That seems to be the administration’s new strategy:
Iraqi officials in charge of rebuilding their country’s shattered and decrepit infrastructure are warning that the Bush administration’s plan to divert $3.46 billion from water, sewage, electricity and other reconstruction projects to security could leave many people without the crucial services that generally form the backbone of a stable and functioning democracy.
[T]he move comes as a grievous disappointment to Iraqi officials who had already seen the billions once promised them tied up for months by American regulations and planning committees, consumed by administrative overhead and set aside for the enormous costs of ensuring safety for the workers and engineers who will actually build the new sewers, water plants and electrical generators.
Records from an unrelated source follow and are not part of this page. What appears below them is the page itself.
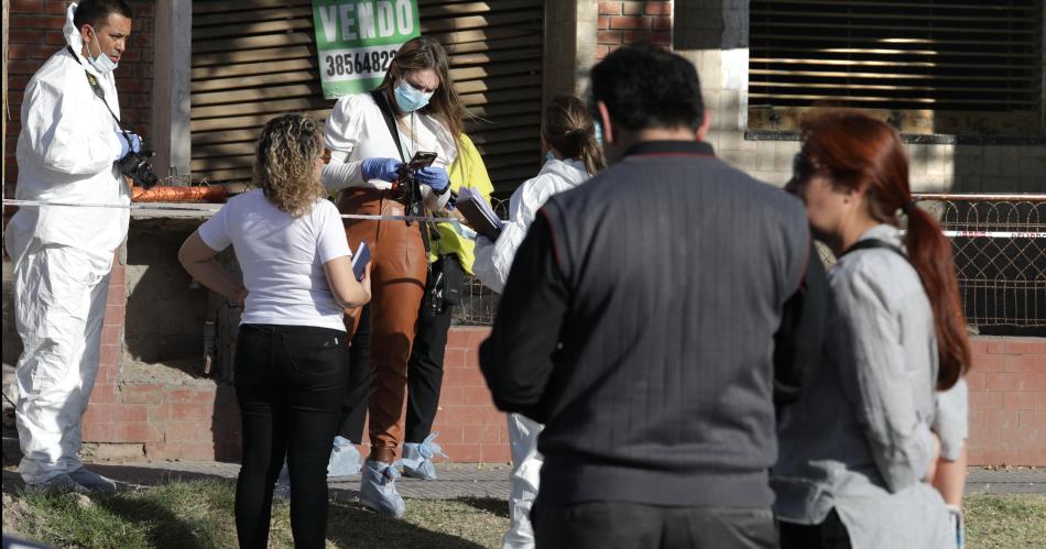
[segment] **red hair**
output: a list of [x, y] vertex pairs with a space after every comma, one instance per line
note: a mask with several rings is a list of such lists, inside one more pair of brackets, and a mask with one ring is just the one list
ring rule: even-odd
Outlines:
[[908, 160], [901, 136], [868, 114], [833, 110], [803, 123], [803, 153], [843, 189], [865, 188], [869, 213], [879, 222], [900, 226], [907, 213], [904, 239], [908, 261], [923, 282], [937, 331], [937, 388], [947, 389], [970, 367], [970, 342], [959, 305], [951, 242], [926, 211], [912, 202]]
Of the $18.4 billion that Congress approved last fall for Iraq’s reconstruction, only about $1 billion has been spent so far.
“Nobody believes this will benefit Iraq,” said Kamil N. Chadirji, deputy minister for administration and financial affairs in the Iraqi Ministry of Municipalities and Public Works, which has responsibility for water and sewage projects outside Baghdad.
“For a year we have been talking, with beautiful PowerPoint documents, but without a drop of water,” Mr. Chadirji said, waving a colorful printout that he received from American officials.
The decision to shift the money, which had been earmarked for rebuilding everything from roads and bridges to telecommunications and the outdated equipment pumping oil, appears to signal an abandonment of the administration’s original plan for putting Iraq back on its feet as a functioning nation.